GDPデフレーターは、名目GDPを実質GDPに変換する際に使用する物価指数の前年比変化率(%)です。消費者物価指数(CPI)が家計の消費バスケットだけを対象とするのに対し、GDPデフレーターは国内で生産された財・サービス全体(消費・投資・政府支出・輸出)を対象としますが輸入品は含みません。日本では長期にわたるデフレ脱却の判断指標として広く参照されており、世界銀行が1990年以降のデータを年次で公表しています。

📖 この指標の読み方

横軸が年、縦軸がGDPデフレーターの前年比(%)を示します。赤線が日本です。プラスがインフレ(物価上昇)、マイナスがデフレ(物価下落)を意味します。日本は1990年代後半から長期デフレに陥り、マイナスが続きましたが、2022年以降は資源高・円安を背景にプラスに転換しています。
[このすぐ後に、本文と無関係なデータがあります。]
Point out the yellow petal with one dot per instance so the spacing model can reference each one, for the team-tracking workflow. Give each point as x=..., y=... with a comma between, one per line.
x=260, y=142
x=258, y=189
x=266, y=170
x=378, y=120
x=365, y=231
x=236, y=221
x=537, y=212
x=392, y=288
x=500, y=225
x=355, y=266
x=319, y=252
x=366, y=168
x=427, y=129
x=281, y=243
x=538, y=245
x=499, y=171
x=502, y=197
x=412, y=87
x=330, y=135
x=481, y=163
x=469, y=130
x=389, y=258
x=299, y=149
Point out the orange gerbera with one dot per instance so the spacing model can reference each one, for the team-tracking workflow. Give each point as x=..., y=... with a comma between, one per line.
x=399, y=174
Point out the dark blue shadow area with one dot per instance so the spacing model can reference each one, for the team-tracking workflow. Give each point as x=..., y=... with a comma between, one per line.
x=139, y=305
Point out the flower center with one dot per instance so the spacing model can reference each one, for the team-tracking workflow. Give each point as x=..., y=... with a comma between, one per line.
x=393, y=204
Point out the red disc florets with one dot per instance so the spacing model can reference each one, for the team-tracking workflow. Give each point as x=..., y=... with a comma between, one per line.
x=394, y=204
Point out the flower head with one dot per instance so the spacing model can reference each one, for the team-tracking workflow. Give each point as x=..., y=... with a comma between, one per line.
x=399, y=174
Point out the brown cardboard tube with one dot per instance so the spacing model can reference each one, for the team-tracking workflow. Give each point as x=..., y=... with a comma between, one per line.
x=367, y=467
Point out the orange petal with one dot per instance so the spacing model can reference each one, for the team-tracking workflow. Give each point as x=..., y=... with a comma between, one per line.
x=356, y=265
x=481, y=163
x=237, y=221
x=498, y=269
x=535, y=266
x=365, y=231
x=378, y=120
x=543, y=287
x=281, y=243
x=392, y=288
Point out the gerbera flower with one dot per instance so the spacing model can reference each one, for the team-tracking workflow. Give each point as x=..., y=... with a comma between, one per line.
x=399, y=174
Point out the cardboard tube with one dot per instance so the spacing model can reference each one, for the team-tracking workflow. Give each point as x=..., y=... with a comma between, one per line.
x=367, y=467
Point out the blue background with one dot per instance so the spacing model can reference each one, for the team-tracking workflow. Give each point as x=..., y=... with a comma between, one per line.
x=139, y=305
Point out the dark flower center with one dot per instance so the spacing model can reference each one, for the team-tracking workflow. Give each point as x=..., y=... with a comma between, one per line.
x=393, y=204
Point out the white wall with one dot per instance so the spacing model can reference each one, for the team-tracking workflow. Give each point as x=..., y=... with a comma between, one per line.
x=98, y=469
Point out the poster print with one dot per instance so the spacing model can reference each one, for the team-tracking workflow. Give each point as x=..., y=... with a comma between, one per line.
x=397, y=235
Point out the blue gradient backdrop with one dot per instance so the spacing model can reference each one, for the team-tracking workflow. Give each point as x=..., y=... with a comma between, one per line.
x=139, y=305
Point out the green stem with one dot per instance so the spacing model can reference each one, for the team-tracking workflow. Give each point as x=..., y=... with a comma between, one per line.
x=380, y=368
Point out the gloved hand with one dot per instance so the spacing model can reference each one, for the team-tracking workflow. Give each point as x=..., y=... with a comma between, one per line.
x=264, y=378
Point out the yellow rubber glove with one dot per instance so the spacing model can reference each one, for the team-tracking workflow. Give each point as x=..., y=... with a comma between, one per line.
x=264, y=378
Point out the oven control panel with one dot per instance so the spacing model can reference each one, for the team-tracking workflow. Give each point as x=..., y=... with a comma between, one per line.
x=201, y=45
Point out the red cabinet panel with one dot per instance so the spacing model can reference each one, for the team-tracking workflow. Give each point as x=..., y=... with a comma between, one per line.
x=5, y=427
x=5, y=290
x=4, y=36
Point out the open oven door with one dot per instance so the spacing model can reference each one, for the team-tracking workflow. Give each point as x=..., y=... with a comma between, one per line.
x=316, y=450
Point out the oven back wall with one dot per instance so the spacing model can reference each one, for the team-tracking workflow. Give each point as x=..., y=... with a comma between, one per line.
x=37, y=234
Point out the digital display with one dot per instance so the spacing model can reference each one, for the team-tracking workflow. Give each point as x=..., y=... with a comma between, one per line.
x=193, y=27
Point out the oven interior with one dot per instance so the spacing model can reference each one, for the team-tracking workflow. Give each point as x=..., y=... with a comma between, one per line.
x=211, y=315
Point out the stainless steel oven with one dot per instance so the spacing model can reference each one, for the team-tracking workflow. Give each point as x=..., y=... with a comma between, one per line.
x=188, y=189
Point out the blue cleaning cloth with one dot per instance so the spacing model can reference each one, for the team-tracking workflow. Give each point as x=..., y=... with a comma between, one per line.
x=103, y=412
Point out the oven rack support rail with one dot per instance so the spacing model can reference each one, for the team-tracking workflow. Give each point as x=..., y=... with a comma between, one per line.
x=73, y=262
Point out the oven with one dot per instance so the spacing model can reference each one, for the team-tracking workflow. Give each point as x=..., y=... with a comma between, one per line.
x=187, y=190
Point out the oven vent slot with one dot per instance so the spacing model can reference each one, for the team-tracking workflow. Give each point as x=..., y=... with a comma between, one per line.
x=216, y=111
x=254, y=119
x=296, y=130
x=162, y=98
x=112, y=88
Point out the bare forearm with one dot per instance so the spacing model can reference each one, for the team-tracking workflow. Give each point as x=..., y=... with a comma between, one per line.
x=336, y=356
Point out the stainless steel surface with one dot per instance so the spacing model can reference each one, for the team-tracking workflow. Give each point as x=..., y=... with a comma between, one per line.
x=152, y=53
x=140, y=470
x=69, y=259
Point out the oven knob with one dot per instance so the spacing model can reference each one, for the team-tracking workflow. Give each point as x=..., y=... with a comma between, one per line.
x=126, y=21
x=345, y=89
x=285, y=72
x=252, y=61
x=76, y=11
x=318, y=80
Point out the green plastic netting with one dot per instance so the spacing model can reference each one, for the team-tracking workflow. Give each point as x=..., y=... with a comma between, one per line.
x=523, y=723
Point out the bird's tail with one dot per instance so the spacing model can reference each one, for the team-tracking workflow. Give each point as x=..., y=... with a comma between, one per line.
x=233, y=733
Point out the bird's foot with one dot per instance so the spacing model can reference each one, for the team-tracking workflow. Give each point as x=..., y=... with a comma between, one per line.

名目GDPと実質GDPの差がこのデフレーターに対応します。

📊 直近: 2025年の日本のGDPデフレーターは+3.42%(インフレ(物価上昇))です。
🕒 データ更新日時: 2026年07月05日 19:46

データテーブル

このデータの説明

GDPデフレーターとCPIの違い

消費者物価指数(CPI)は家計が購入する財・サービスの価格変動を測るのに対し、 GDPデフレーターは国内で生産されたGDP全体(消費・投資・政府支出・輸出)の物価変動を測ります。 輸入品の価格はCPIには含まれますがGDPデフレーターには含まれないため、 原油・天然ガスなど輸入資源の価格急騰期には両者が乖離することがあります。 日本は資源輸入大国のため、2022〜2023年の資源高局面でCPIは急上昇したにもかかわらず、 GDPデフレーターの上昇は相対的に緩やかでした。

日本のデフレ・インフレの動向

日本のGDPデフレーターは1995年頃からマイナス(デフレ)に転じ、 2000〜2020年代前半にかけてほぼ継続してマイナスが続きました。 これが「失われた30年」と呼ばれる長期デフレの実態です。 2022年以降は円安・資源高・賃上げを背景にプラスに転換しており、 2025年最新データでデフレ脱却の定着を確認できます。

データ出典・更新頻度

世界銀行(World Bank)Open Data(NY.GDP.DEFL.KD.ZG)。 各国の国民経済計算をもとに年次で更新されます。最新データは2025年分まで公表されています。